O mesmo aconteceu com toda a extensão de mangue da cidade, com exceção do Manguezal de Boa Viagem e um punhado de áreas ciliares. O bairro do Ipsep, citado mais acima, só existe hoje porque a vegetação local foi destruída e o chão de lama foi aterrado em meados do século passado.

As matas ciliares também foram sacrificadas em nome da urbanização. Quem anda pelo Rio Capibaribe nos seus quilômetros finais perceberá que significativos trechos de sua margem já não contam mais com árvores. A grande maioria da vegetação ciliar que restou não passa dos vinte metros de largura.

A floresta atlântica dos morros também sofreu uma apocalíptica destruição. À exceção do morro dentro da extensão da Mata do Engenho Uchôa, tudo ali foi derrubado e deu lugar a bairros periféricos extremamente desordenados, que hoje sofrem com a erosão de paredes de solo nu a qual frequentemente causa danos materiais e perdas de vida a cada chuva forte.

Recife, enfim, é um legítimo caso de ecocâncer, um exemplo negativo de urbanização no Brasil. Mostrou-se aqui como se promove a destruição sistemática de ecossistemas em nome de um pseudoprogresso que não faz a cidade crescer, mas sim inchar. Aqui nunca se respeitou o verde, e até hoje persiste esse desrespeito à natureza.

Atitude essa que até a própria prefeitura insiste em dar cabo. As sucessivas gestões do governo municipal nunca deram à dimensão ambiental a atenção devida. Pelo contrário, permanecem investindo em políticas “antiverdes”. Três sórdidos detalhes mostram como nossos prefeitos não valorizam o verde: a precária manutenção das praças e parques da cidade, a inexistência de uma secretaria exclusivamente dedicada ao meio ambiente e o erguimento de obras que, ora não priorizam a arborização, ora agridem o próprio ambiente local.

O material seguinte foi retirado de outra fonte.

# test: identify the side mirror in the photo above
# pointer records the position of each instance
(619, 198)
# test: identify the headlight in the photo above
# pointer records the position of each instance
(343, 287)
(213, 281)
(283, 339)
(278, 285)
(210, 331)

Este último detalhe tem como exemplos maiores o chamado “parque” Dona Lindu, inaugurado parcialmente no final da gestão de João Paulo, onde a extensão de grama e árvores está reduzida a uma pequena porção da extensão do terreno onde foi construído e se situa espremido entre o paredão de edifícios e duas grandes construções que lembram tanques de armazenamento de combustível; e o projeto de construir uma estação de tratamento de lixo dentro da zona de proteção ambiental onde está incluída a Mata do Engenho Uchôa, a qual lança temores de que haja poluição e desmatamento na área.

Recife, por mais reconhecimento turístico que tenha, é uma cidade ecologicamente horrível, tem no verde um ponto fraquíssimo, tanto por seu histórico como pela sua situação atual. Não temos áreas vegetais bastantes, nossas florestas estão reduzidas a pontos e a prefeitura não dá nenhuma esperança de que isso vá mudar a curto ou médio prazo.

A verdade é que só a posse de um governo municipal sério que saiba fazer uma boa gestão urbano-ambiental e a ascensão da consciência ecológica dentro da cidade -- comportamento que irá impelir a população a cobrar a construção de parques verdes e a preservação das poucas matas existentes -- serão capazes de reverter essa triste situação.